Tel Aviv, November 13, 2024 — infopulsetoday.com — Turkey’s decision to sever diplomatic relations with Israel, announced by President Recep Tayyip Erdoğan on November 13, 2024, did not come from nowhere. It is the latest fracture in a relationship that has seesawed between trade and hostility for decades.

The Turkish embassy in Tel Aviv will keep its doors open.

That single fact — a diplomatic mission still operating after a declared rupture — tells you everything about the contradictory nature of this tie. Erdoğan said Turkey is suspending all diplomatic relations and will pursue no further development between the two nations.

Israel’s foreign ministry denied any change had occurred. Two governments, two versions of reality. That gap is not new.

It has been widening for years, and the Palestinian question is the fault line.

Turkey, under Erdoğan, has positioned itself as one of the loudest critics of Israeli policy toward Palestinians. Public spats have become routine.

Diplomatic incidents flare.

Ambassadors get recalled. Then, slowly, quietly, economic necessity pulls both sides back to the table.

Trade ties and strategic interests have kept a channel open, even when political rhetoric was at its hottest.

This time, the language is final. “Suspending all diplomatic relations” sounds definitive. But the embassy stays.

The contradiction is baked in. The historical pattern is worth remembering.

Turkey and Israel established full diplomatic relations in 1991, after decades of informal contact.

Cooperation on defense and intelligence followed. For a time, they were regional partners.
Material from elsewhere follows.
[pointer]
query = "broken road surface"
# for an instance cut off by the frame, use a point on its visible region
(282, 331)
Then came the 2010 Gaza flotilla raid, in which Israeli commandos killed nine Turkish activists aboard the Mavi Marmara. Turkey expelled Israel’s ambassador, cut military agreements. Relations were frozen.

It took six years and a formal apology from Israel to restore ties.

That restoration was never deep. Trust was thin.

Erdoğan’s public condemnations of Israeli operations in Gaza and the West Bank only grew sharper.

By 2024, the relationship was already hollow — a diplomatic shell held up by trade numbers and mutual wariness about Iran and Syria. The international community now faces a fog of conflicting statements.

Ankara says ties are severed.

Tel Aviv says they are not. Neither side is likely to clarify quickly. The ambiguity serves a purpose.

Turkey can claim to have taken a stand on Palestine. Israel can claim business as usual.

Both governments talk to domestic audiences first.

What matters now is what happens next. Embassies that remain open can still process visas, handle emergencies, pass messages.

They are not nothing. But they are not full relations either. They are a holding pattern.

And holding patterns in the Middle East rarely hold for long.

Something will break the standoff — a new crisis, a diplomatic push, a shift in regional alliances. Until then, the two countries will talk past each other, each insisting its version of events is true.

That is not a new story.

It is the same one they have been telling for years.